Они поговорили, г-н Пруст спрашивал его о здоровье и о войне, а потом, внимательно рассмотрев, осведомился, откуда взялась борода. Одилон объяснил, что было очень холодно, и от бритья трескалась кожа.
— И все-таки Селеста, пожалуй, права. Борода не очень-то красит вас.
Тогда мой муж решился сбрить это почетное украшение солдата-фронтовика.
Из остальных отпусков я лучше всего помню еще два. Один, кажется, в апреле 1917 года, когда у него был приступ альбуминурии, так и оставшейся до конца жизни. А другой, последний, 17 октября 1918-го, на десять дней. Он уже говорил, что у них ходят слухи о мире, и добавил: «Если бы так!..»
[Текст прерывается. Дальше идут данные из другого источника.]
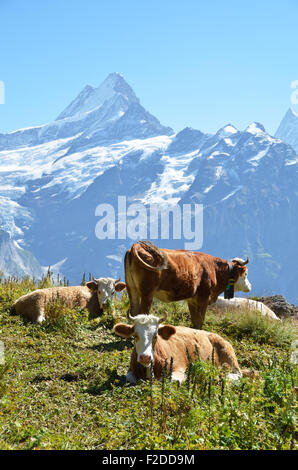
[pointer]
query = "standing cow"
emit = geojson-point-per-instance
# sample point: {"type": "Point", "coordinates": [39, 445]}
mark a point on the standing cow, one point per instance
{"type": "Point", "coordinates": [155, 344]}
{"type": "Point", "coordinates": [172, 275]}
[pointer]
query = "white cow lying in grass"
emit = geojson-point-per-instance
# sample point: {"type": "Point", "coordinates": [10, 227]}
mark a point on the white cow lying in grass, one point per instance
{"type": "Point", "coordinates": [94, 297]}
{"type": "Point", "coordinates": [246, 304]}
{"type": "Point", "coordinates": [155, 344]}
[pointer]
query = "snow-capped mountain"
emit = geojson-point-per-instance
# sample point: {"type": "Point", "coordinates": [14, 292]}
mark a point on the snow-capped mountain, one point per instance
{"type": "Point", "coordinates": [15, 261]}
{"type": "Point", "coordinates": [110, 112]}
{"type": "Point", "coordinates": [107, 145]}
{"type": "Point", "coordinates": [288, 129]}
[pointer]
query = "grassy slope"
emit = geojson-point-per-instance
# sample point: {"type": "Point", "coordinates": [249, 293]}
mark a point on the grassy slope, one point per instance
{"type": "Point", "coordinates": [63, 385]}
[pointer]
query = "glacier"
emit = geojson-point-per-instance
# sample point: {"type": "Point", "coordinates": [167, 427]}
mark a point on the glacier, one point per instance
{"type": "Point", "coordinates": [105, 144]}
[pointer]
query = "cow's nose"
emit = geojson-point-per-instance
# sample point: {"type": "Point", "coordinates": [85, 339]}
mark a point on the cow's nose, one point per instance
{"type": "Point", "coordinates": [145, 359]}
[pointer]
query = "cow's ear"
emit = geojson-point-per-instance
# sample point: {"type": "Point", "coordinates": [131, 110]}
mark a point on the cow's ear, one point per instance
{"type": "Point", "coordinates": [166, 331]}
{"type": "Point", "coordinates": [124, 330]}
{"type": "Point", "coordinates": [92, 285]}
{"type": "Point", "coordinates": [241, 270]}
{"type": "Point", "coordinates": [120, 286]}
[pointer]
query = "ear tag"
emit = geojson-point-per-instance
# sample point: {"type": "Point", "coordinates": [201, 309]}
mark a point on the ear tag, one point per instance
{"type": "Point", "coordinates": [229, 291]}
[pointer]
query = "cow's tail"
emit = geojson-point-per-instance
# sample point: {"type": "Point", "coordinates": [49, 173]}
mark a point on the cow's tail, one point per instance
{"type": "Point", "coordinates": [154, 251]}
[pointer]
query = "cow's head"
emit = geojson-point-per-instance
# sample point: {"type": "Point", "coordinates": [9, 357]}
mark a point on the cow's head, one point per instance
{"type": "Point", "coordinates": [240, 275]}
{"type": "Point", "coordinates": [145, 329]}
{"type": "Point", "coordinates": [105, 287]}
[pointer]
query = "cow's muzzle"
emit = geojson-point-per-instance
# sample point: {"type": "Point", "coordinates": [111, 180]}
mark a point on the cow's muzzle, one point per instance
{"type": "Point", "coordinates": [145, 360]}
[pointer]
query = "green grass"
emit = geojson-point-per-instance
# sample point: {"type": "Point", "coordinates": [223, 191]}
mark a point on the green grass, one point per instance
{"type": "Point", "coordinates": [63, 384]}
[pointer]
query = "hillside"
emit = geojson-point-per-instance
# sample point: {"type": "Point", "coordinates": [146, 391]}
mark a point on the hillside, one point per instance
{"type": "Point", "coordinates": [63, 385]}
Но только после демобилизации проявилось все внимательное отношение к нему г-на Пруста. Муж вернулся больным и три месяца пролежал в военном госпитале, однако и потом у него случались прямо на улице ужасные головокружения, и ему буквально приходилось держаться за стены и фонари. К тому же на него страшно подействовала смерть любимого брата Жана, самого младшего, который собственным горбом сумел открыть свое дело — лавочку на углу улиц Виктуар и Лаффит. Когда он пропал на фронте, сам г-н Пруст просил Рейнальдо Ана навести о нем справки, но, увы, они лишь подтвердили его смерть. При объявлении войны Жан со слезами просил Одилона: «Пойдем вместе в пехоту и никогда не будем расставаться». Но у Одилона было уже свое назначение. И вот Жан убит на той самой роковой Шеман-де-Дам. Одилон так никогда и не смог примириться с этой потерей.